Quand sa mère et son beau-père, excédés, se décident à ranger sa maison, l’initiative tourne vite à l’engueulade : « je perds mes repères, ça me stresse. J’ai du mal aussi lorsque l’on m’impose des choses, comme par exemple l’endroit où je dois ranger la friteuse », raconte Loha. Et à sa mère de réagir : « Je n’avais pas compris que ce rangement forcé s’apparente, pour les personnes atteintes par ce syndrome, à une forme de violence ».
Un autre événement a boulversé la relation mère-fille : la demande de curatelle de Sarah pour sa fille. « C’était pour la protéger. En utilisant son argent, elle achète des affaires et elle continue de remplir la maison », justifie Sarah. Une mesure vécue par sa fille comme une trahison : « on est allé en justice, j’ai pris un avocat pour me défendre mais la justice a donné raison à ma mère ». Aujourd'hui, Loha s’est faite à ce nouveau mode de vie : « quand j’ai besoin d’argent, je téléphone à ma tutrice. »
De l’espoir pour Loha
Le syndrome de Diogène touche la plupart du temps les personnes qui ont vécu des traumatismes. Ces tas d’immondices représentent une sorte de cocon pour les protéger de ce choc psychologique. En écoutant l’histoire de Loha, on apprend que le jeune femme n'a pas eu un début de vie facile. Victime d’une malformation près de la moelle épinière à sa naissance, elle souffre d'incontinence jusqu’à son adolescence. « J’ai aussi été agressée lorsque j’étais au collège », indique-t-elle, en glissant que les relations avec ses parents n’ont pas toujours été très épanouissantes.

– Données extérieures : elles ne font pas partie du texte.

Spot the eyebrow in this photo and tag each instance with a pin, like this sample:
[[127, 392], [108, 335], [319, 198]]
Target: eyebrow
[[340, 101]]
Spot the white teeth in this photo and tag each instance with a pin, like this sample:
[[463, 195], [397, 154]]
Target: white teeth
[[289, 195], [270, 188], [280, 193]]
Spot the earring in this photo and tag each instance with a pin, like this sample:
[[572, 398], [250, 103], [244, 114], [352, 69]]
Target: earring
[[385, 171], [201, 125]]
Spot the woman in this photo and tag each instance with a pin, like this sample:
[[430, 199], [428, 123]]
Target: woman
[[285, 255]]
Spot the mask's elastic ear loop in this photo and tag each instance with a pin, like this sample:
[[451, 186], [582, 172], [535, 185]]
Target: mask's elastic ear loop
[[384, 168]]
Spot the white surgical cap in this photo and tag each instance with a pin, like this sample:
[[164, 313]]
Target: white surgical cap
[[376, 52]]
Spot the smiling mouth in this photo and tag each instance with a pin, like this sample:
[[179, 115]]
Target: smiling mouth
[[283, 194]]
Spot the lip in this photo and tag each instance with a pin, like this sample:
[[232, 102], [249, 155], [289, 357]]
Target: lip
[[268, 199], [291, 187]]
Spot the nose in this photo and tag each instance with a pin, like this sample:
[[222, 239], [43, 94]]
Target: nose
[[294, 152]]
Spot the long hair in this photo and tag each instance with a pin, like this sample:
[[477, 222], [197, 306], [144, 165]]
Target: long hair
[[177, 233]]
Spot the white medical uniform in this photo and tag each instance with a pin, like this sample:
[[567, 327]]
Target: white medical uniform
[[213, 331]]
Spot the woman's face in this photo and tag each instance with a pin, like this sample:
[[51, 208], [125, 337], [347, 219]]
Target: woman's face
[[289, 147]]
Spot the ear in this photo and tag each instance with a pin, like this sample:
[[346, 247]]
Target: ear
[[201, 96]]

Dans quelques mois, sa mère aura terminé les travaux d’extension de la maison : « nous allons lui faire un petit appartement. Une aide ménagère viendra régulièrement pour l’aider à ranger ». Loha promet que les choses seront différentes. Pour essayer de s’apaiser, la jeune femme cultive sa passion pour ses chats, la musique et s’est même lancée dans un recueil de nouvelles « Hors du commun » : « écrire est l’une des seules choses qui me calme », remarque-t-elle. En espérant que Loha parvienne à écrire, ces prochains mois, une nouvelle page de sa propre histoire.